Fovizm Nedir? Akımın Gelişmesi ve Akımın Öncüleri, XX. yy’ın başlarında doğan resim akımı. Resim alanında görülen bazı ortaklaşa evrimler, zamanla toplulukların etkinliklerine göre sınıflandırılmalarına neden oldu. Bu etkinlikler arasında, modern sanatın oldukça özel bir eğilimi, fovizm gibi, belki de tümünden daha yapay bir adla anılmaya başlandı.

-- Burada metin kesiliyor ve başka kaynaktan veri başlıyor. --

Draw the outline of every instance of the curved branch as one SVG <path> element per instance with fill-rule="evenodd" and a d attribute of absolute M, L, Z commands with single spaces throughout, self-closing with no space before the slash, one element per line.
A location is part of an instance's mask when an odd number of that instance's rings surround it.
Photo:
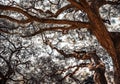
<path fill-rule="evenodd" d="M 21 8 L 18 7 L 11 7 L 11 6 L 5 6 L 5 5 L 0 5 L 1 10 L 11 10 L 11 11 L 16 11 L 18 13 L 22 13 L 24 16 L 27 18 L 31 18 L 31 15 L 28 14 L 27 11 L 22 10 Z"/>
<path fill-rule="evenodd" d="M 5 18 L 5 19 L 8 19 L 9 21 L 16 22 L 18 24 L 26 24 L 26 23 L 31 22 L 30 19 L 27 19 L 27 20 L 17 20 L 17 19 L 14 19 L 14 18 L 6 16 L 6 15 L 0 15 L 0 18 Z"/>

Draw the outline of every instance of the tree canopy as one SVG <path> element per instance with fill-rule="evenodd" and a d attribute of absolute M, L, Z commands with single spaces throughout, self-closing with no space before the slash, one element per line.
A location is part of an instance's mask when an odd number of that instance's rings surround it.
<path fill-rule="evenodd" d="M 0 83 L 119 84 L 119 8 L 119 0 L 0 1 Z"/>

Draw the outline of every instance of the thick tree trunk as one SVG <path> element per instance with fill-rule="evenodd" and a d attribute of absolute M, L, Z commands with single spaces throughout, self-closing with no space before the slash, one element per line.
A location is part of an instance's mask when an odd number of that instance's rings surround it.
<path fill-rule="evenodd" d="M 114 66 L 114 81 L 115 81 L 115 84 L 120 84 L 120 32 L 112 32 L 111 37 L 114 42 L 116 53 L 117 53 L 116 60 L 118 61 L 118 62 L 113 61 L 113 64 L 119 65 L 117 67 Z"/>

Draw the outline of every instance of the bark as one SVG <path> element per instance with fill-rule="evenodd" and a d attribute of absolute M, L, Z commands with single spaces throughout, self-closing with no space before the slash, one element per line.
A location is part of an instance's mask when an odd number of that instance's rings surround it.
<path fill-rule="evenodd" d="M 95 63 L 94 82 L 95 84 L 107 84 L 105 77 L 105 64 L 97 56 L 96 52 L 90 54 Z"/>
<path fill-rule="evenodd" d="M 117 67 L 120 67 L 120 32 L 112 32 L 111 33 L 111 37 L 112 37 L 112 40 L 114 42 L 114 45 L 115 45 L 115 49 L 116 49 L 116 53 L 117 53 L 117 58 L 116 60 L 118 60 L 119 62 L 116 62 L 114 63 L 119 65 Z M 117 69 L 116 66 L 114 66 L 114 81 L 115 81 L 115 84 L 120 84 L 120 68 Z"/>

Fovlar olarak adlandırılan ressamların tepkisi, gerçekten her sanatçının kişiliğine ve özgünlüğüne, yirmi yaşlarındayken birbirleriyle kurdukları sürekli ya da kesintili bağlantılara sıkı sıkıya bağlıdır; ayrıca fovizmden bir okul olarak söz edebilmek için, çok sayıda ve çeşitli etkilere de bağımlılığın söz konusu olduğunu söylemek gerekir. Fov grubu diye bir topluluk kurulmamıştır. Fovizm başlangıçta, aynı atölyelere devam ederek belli bir akademik eğitim (Gustave Moreau’nun liberal öğretimi dışında) gören ve buna karşı çıkan bazı ressamların ortak tutumudur. Zamanla bu tutuma, söz konusu sanatçılar tarafından, daha önce Monet, Gauguin, Signac vb’nin az çok izlenimciliğe tepki olarak gerçekleştirmiş oldukları yapıtlara göre, biçimsel bir kesinlik kazandırıldı.
Atölyelerde Yetişenler
Julian Akademisindeki dersleri izlemeye başladıktan üç yıl sonra, 1895’te Henri Matisse, Paris Güzel Sanatlar Okulu’nda Gustave Moreau’nun öğrencisi oldu. Aynı atölyeye Rouault, Camoin, Manguin, vb. de gidiyordu. 1897’de Matisse’in beş yıldır tanıdığı genç Marquşt de aralarına katıldı. Bir yıl sonra, Moreau ölüp yerine Cormon geçince, aralarında Matisse ve Marquet’nin de bulunduğu birçok öğrenci okuldan ayrıldı; ama tümüyle de kopmadılar. Matissele Derain’in karşılaşması, her ikisinin de Eugene Carriere Akademisine gittikleri bu döneme rastlar. Andre Derain 1899’da Maurice de Vlaminck’le dostluk kurmuştu; her iki sanatçı Chatou’da aynı atölyede, aynı anlayışta resim yapmaya başlamış, aynı konuları işlemeye koyulmuşlardı. Fovların araştırmaları arasında büyük ayrım yoktur. Matisse ve Marquet’nin araştırmalarıysa, Marquet’nin yaptığı şu açıklamaya göre bütün öbürlerinden önce gelir: “Matisse ve ben, ilerde fov üslup olarak adlandırılacak doğrultuda daha 1900 Sergisinden önce, 1898’den beri çalışıyorduk, tik “Bağımsızlar” olduğumuz, katışıksız tonlarda çalışan tek ressamlar olduğumuz tarih 1901’e rastlar.”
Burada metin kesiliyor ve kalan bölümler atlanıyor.